A Million Ways to Die in the West
- Emma Simmonds
- 2 June 2014
Family Guy and Ted creator Seth MacFarlane stars in this cowboy comedy-cum-vanity project
Seth MacFarlane comes out from behind the teddy bear to take centre stage in this misjudged effort. The writer-director-producer is also the flesh-and-blood star of a film that has the stench of a vanity project, a work of eye-watering indulgence that conspicuously follows the box office bonanza that was Ted. If you've seen the trailer you've seen the best gags.
Arizona, 1882. MacFarlane plays Albert Stark – a modern man who, as we're shown (and shown and shown), was born into the wrong time. He's a horribly untalented sheep farmer who finds life on the frontier a never-ending nightmare. When his girlfriend (Amanda Seyfried) dumps him for a twirly moustached schmuck (Neil Patrick Harris), a mysterious newcomer (Charlize Theron) promises to help him in his efforts to win her back. Little does he know that he's being assisted by – and falling for – the wife of an infamous outlaw (Liam Neeson).

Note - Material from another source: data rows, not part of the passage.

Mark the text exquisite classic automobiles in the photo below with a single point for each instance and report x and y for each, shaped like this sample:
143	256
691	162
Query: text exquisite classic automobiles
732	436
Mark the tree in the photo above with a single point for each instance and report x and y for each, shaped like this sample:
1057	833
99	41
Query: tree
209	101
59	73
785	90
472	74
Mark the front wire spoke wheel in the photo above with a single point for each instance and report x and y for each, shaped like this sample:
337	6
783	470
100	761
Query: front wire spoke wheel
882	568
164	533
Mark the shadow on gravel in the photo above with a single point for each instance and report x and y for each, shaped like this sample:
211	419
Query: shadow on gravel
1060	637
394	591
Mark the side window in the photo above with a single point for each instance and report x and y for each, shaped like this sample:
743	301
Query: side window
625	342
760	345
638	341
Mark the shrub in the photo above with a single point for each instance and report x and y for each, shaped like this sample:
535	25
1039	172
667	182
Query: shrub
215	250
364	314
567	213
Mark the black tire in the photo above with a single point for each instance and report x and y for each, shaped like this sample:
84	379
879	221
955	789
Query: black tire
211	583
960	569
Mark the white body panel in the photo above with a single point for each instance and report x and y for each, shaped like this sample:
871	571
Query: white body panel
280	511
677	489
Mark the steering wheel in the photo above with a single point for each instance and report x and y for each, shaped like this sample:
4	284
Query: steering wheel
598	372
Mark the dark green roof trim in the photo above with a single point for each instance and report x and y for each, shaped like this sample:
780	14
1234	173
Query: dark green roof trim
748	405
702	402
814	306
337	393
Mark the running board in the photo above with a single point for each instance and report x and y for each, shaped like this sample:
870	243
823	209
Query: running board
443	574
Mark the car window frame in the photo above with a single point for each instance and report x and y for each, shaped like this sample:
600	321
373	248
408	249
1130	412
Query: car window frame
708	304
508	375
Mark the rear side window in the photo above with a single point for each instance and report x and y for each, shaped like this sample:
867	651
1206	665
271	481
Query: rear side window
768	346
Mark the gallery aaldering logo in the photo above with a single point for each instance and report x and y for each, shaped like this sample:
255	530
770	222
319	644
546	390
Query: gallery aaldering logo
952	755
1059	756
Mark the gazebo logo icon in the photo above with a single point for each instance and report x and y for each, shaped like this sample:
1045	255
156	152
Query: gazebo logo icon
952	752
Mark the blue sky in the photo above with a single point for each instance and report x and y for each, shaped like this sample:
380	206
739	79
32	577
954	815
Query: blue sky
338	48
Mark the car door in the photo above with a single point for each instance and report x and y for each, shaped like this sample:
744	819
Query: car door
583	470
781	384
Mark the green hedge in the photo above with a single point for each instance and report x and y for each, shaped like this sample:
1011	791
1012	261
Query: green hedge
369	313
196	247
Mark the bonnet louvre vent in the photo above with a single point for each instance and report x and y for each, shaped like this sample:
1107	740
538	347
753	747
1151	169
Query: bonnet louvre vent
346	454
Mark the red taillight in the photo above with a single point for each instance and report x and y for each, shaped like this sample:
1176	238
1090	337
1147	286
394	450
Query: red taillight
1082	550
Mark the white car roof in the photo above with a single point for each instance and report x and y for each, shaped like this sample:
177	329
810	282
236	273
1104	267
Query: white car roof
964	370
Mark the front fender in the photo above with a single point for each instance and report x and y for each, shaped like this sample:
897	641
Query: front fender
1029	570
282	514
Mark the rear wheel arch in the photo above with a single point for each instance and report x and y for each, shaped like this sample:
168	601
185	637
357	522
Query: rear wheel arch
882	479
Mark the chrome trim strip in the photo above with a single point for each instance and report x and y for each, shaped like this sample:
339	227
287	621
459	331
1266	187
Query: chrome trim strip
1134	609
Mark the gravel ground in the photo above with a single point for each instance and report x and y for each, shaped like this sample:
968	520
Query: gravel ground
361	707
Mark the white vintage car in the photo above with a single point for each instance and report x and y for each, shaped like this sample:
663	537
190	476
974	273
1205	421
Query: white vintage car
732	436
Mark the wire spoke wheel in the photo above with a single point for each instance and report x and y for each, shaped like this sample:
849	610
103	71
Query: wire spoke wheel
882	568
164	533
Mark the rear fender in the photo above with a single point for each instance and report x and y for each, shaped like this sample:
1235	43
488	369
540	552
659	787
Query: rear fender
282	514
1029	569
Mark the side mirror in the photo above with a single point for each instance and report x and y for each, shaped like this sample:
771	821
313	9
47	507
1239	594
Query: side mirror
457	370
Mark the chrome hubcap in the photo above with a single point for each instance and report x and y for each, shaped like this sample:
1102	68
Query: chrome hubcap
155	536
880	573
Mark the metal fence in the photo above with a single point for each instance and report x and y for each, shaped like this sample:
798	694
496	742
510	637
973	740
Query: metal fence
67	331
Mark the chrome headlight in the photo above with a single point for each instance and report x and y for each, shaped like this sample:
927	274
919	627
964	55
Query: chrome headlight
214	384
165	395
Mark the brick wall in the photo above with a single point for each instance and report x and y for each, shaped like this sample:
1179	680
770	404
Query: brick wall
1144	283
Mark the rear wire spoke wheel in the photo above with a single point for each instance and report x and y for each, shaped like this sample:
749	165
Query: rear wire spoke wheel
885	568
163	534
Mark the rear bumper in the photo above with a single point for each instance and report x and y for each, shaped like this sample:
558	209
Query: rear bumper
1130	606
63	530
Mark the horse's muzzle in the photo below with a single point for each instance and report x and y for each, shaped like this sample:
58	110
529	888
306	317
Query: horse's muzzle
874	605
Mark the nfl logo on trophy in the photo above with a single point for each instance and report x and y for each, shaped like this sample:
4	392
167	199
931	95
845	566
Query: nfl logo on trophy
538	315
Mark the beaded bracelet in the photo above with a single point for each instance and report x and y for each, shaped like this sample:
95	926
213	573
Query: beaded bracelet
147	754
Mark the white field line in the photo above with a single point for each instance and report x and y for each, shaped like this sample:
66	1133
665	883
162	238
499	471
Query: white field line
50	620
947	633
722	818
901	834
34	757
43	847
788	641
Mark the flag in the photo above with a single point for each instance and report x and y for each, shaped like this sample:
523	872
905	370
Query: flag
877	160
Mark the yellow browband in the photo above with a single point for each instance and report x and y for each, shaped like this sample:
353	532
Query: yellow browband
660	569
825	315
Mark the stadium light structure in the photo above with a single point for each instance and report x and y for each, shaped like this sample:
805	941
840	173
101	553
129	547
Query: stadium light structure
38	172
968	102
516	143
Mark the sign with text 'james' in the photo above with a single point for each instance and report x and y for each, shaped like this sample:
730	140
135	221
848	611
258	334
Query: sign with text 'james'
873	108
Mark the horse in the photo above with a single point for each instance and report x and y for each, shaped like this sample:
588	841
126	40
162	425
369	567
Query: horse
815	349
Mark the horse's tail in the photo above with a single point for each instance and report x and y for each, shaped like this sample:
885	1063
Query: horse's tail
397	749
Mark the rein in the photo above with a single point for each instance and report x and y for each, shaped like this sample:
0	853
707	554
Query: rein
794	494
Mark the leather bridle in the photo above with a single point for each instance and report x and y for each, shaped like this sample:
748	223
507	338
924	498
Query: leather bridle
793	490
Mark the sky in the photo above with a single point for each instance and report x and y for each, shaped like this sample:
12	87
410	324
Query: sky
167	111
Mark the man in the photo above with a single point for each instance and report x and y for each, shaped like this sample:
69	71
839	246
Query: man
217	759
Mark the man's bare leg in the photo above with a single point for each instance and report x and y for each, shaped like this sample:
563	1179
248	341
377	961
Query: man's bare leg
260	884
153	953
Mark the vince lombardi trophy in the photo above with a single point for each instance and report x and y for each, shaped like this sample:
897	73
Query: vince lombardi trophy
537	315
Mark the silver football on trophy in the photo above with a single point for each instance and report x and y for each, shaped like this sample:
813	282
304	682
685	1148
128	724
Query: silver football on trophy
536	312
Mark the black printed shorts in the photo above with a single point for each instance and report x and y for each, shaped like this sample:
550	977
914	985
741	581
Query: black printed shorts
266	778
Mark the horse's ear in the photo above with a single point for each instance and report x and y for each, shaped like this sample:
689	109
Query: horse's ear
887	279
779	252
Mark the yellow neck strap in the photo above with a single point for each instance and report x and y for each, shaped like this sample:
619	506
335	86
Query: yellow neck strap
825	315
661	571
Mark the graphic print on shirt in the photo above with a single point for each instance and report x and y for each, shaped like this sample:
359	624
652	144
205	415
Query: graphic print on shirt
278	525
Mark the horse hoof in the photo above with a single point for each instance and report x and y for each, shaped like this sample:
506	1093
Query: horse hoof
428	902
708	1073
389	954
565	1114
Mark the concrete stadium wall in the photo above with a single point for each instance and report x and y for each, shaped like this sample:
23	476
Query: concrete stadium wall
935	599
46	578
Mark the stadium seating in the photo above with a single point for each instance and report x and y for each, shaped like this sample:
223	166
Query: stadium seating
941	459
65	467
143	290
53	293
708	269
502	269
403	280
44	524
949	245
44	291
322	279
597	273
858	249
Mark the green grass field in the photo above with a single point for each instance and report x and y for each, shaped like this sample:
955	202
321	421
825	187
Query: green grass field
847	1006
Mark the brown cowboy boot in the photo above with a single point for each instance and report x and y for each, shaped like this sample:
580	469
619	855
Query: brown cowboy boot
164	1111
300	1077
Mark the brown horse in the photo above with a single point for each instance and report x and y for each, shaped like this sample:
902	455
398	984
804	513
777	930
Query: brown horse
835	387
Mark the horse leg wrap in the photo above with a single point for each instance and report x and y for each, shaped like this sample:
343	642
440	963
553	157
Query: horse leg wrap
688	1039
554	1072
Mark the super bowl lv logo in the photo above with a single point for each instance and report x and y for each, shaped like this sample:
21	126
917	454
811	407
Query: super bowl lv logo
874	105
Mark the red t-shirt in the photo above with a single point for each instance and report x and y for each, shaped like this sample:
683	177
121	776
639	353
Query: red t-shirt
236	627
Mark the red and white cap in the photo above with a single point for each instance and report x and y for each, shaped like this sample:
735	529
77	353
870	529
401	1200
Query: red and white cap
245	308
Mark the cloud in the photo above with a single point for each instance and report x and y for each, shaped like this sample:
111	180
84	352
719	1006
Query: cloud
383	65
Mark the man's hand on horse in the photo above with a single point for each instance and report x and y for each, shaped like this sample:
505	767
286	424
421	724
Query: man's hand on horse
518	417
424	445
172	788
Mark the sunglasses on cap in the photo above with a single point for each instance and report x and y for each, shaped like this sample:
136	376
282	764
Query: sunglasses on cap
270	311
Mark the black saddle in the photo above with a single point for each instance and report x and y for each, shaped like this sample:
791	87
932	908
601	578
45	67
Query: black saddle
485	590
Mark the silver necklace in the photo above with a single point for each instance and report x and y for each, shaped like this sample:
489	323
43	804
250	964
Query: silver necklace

During the first third the jokes come thick and fast, even if the laughs don't always follow. And then it dries up. Unsportingly, the talented cast are sidelined in thankless roles, allowing MacFarlane to do his thing. There's the sense that Theron should be grateful that she gets to occasionally play along with the humour and shoot guns. Giovanni Ribisi and Sarah Silverman, who play Albert's friends, have one (drawn out) gag between them. They're lucky – Seyfried barely has a line.
A Million Ways to Die in the West is like an overstretched Oscar skit with MacFarlane showcasing his stand-up routine against a Wild West backdrop and a clutch of cringing cameos. MacFarlane is exposed at the fore and, although he can undoubtedly deliver a line, he's an inexpressive actor. If ninety percent of acting is reacting then he only gives ten percent of a performance.